For a typical application with daily deployments, pruning prevents unlimited storage growth:

- **Without Pruning**: Cache data accumulates indefinitely
- **With Pruning**: Cache data is cleaned up after each deployment
- **Storage Savings**: Varies based on application cache usage patterns

The actual cost savings depend on your application's caching patterns, deployment frequency, and data volume.

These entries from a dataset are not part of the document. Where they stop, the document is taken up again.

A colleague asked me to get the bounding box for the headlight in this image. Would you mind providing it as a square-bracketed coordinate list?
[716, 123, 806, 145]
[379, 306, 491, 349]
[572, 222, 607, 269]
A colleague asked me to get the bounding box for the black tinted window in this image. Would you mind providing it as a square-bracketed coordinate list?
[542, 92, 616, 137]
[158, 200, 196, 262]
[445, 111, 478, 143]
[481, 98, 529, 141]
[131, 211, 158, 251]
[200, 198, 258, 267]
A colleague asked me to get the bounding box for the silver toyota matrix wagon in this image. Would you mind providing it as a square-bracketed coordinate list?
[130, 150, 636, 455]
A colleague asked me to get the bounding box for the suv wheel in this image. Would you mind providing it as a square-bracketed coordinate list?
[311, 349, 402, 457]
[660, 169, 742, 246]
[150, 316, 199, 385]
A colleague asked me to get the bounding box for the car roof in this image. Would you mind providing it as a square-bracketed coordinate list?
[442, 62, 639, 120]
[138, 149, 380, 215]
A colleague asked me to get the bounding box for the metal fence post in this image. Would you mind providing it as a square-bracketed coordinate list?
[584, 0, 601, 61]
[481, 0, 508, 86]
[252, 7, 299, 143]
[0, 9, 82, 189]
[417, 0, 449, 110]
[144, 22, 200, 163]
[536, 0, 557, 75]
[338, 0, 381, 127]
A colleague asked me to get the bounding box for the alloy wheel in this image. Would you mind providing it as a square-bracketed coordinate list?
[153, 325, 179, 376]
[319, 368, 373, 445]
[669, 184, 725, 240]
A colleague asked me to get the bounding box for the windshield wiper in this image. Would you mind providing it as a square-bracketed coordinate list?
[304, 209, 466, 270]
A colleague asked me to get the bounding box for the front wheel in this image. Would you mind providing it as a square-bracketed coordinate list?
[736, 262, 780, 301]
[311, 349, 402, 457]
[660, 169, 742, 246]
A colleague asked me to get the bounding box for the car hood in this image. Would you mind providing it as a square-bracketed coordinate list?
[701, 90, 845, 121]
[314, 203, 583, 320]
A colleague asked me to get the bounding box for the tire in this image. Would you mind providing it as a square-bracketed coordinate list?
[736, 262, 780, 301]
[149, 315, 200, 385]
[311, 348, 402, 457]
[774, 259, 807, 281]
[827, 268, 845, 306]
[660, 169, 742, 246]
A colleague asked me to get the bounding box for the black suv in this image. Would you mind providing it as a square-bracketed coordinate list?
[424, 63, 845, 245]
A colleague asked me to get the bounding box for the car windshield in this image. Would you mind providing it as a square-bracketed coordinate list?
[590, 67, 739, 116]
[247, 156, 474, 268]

## Troubleshooting Pruning

### Pruning Not Running

1. Check NextjsPostDeploy Lambda function logs
2. Verify Lambda has S3 and DynamoDB permissions
3. Ensure deployment completed successfully
4. Check for environment variable configuration

### Incomplete Pruning

1. Review CloudWatch logs for partial failures
2. Check S3 bucket permissions for delete operations
3. Verify DynamoDB table permissions
4. Monitor for throttling or rate limiting

### Performance Issues

1. Monitor pruning duration in CloudWatch
2. Check for large numbers of objects to prune
3. Consider adjusting batch sizes for large datasets
4. Review Lambda timeout settings

### Storage Still Growing

1. Verify BUILD_ID is changing between deployments
2. Check that pruning is not disabled
3. Monitor for failed pruning operations
4. Review static assets TTL configuration

## Best Practices

### Deployment Strategy

1. **Monitor First Deploy**: Watch pruning logs on initial deployment
2. **Gradual Rollout**: Test pruning with staging environments first
3. **Backup Strategy**: Consider S3 versioning for critical data
4. **Regular Monitoring**: Set up alarms for pruning failures

### Performance Optimization

1. **Batch Size Tuning**: Adjust for your object count patterns
2. **Concurrent Operations**: Prune different resources in parallel
3. **Timing Optimization**: Run pruning during low-traffic periods
4. **Resource Limits**: Monitor Lambda memory and timeout settings

### Cost Management

1. **TTL Tuning**: Balance safety vs storage costs
2. **Monitoring Setup**: Track storage usage trends
3. **Regular Reviews**: Periodically audit pruning effectiveness
4. **Lifecycle Policies**: Consider S3 lifecycle rules as backup

This comprehensive pruning system ensures your Next.js application maintains optimal performance and cost efficiency across all deployments while providing safety mechanisms to prevent data loss.